How to manage 70+ redirects from Sanity CMS instead of hardcoding in next.config.js?
Great question! Yes, you can absolutely manage redirects from Sanity instead of hardcoding 70+ entries in your next.config.js. Here's how I'd approach this:
Storing Redirects in Sanity
Create a schema for redirects in your Studio. For redirect management, string fields are the correct choice since you're storing complete URL paths, not generating slugs from other fields:
export default {
name: 'redirect',
title: 'Redirects',
type: 'document',
fields: [
{
name: 'source',
type: 'string',
title: 'Source Path',
description: 'The old URL path (e.g., /old-post-slug)',
validation: Rule => Rule.required(),
},
{
name: 'destination',
type: 'string',
title: 'Destination Path',
description: 'The new URL path (e.g., /blog/new-post-slug)',
validation: Rule => Rule.required(),
},
{
name: 'permanent',
type: 'boolean',
title: 'Permanent Redirect (301)',
description: 'Use 301 for permanent, 302 for temporary',
initialValue: true,
},
],
}Note: The slug field type is designed for generating URL-friendly identifiers from source fields (like titles) and is best used for document permalinks. For redirect management where you're storing complete path strings, regular string fields are more appropriate.

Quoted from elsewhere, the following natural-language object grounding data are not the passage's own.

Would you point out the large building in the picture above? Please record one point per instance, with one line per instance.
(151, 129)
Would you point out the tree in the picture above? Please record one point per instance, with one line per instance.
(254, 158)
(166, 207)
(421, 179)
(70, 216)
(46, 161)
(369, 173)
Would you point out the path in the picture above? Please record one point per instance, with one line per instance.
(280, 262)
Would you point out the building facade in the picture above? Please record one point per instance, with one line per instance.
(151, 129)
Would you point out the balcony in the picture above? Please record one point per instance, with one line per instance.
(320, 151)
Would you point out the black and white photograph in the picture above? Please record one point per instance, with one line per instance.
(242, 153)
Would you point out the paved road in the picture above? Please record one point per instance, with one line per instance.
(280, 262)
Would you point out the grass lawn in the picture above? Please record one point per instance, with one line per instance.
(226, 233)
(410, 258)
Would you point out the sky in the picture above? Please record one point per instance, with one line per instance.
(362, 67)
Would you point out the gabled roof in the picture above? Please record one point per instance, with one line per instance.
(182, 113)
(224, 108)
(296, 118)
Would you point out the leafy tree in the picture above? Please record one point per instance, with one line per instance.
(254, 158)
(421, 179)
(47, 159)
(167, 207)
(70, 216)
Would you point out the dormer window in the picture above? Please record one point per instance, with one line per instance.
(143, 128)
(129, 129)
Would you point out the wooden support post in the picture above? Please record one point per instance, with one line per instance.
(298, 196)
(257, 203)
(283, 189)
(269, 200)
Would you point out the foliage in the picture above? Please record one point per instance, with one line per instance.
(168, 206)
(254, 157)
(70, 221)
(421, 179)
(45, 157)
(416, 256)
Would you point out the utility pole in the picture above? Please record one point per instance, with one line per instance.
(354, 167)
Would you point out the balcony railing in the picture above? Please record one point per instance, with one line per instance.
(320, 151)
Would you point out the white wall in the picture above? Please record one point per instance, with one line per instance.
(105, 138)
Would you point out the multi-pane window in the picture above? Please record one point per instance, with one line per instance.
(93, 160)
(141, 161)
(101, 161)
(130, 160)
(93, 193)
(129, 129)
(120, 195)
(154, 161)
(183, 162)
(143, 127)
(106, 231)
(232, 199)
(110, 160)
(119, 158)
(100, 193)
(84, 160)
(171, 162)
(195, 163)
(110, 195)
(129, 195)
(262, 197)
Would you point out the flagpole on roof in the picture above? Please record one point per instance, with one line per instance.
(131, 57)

Fetching Redirects in next.config.js
In your next.config.js, fetch the redirects from Sanity at build time:
const client = require('@sanity/client')
const sanityClient = client({
projectId: 'your-project-id',
dataset: 'production',
apiVersion: '2024-01-01',
useCdn: false, // Important: always get fresh data at build time
})
module.exports = async () => {
const redirects = await sanityClient.fetch(`
*[_type == "redirect"] {
source,
destination,
permanent
}
`)
return {
async redirects() {
return redirects.map(redirect => ({
source: redirect.source,
destination: redirect.destination,
permanent: redirect.permanent ?? true,
}))
},
}
}Handling Subdomain to Path Migration
For your specific case (blog.domain.com → domain.com/blog), you can use a wildcard pattern with a has condition to handle the entire subdomain migration:
async redirects() {
// Catch-all for subdomain to new path structure
const subdomainRedirect = {
source: '/:path*',
destination: '/blog/:path*',
permanent: true,
has: [
{
type: 'host',
value: 'blog.domain.com',
},
],
}
// Individual redirects from Sanity for any custom mappings
const customRedirects = redirects.map(redirect => ({
source: redirect.source,
destination: redirect.destination,
permanent: redirect.permanent ?? true,
}))
return [subdomainRedirect, ...customRedirects]
}Important Considerations
Rebuild Requirement: Changes to next.config.js require a rebuild since redirects are evaluated at build time. When you update redirects in Sanity, you'll need to trigger a new deployment. The modern way to handle this is with Sanity Functions - you can create a function that listens for changes to redirect documents and triggers your hosting platform's build hook automatically.
Caching: Always use useCdn: false when fetching redirects at build time to ensure you get the latest data.
Alternative for Real-Time Updates: If you need redirects to update without rebuilding, you can implement them in Next.js middleware instead. The middleware fetches from Sanity on each request, but this has performance implications since it runs server-side for every navigation.
Pattern Matching Optimization: Since you're migrating from a subdomain to a path structure, you might not need all 70 individual redirects! The wildcard pattern /:path* with the has condition can handle the entire subdomain migration automatically. You'd only need individual redirect documents in Sanity for posts that also changed their slug during the migration.
This approach gives you the flexibility to manage redirects through your CMS while keeping them performant at the edge with Next.js!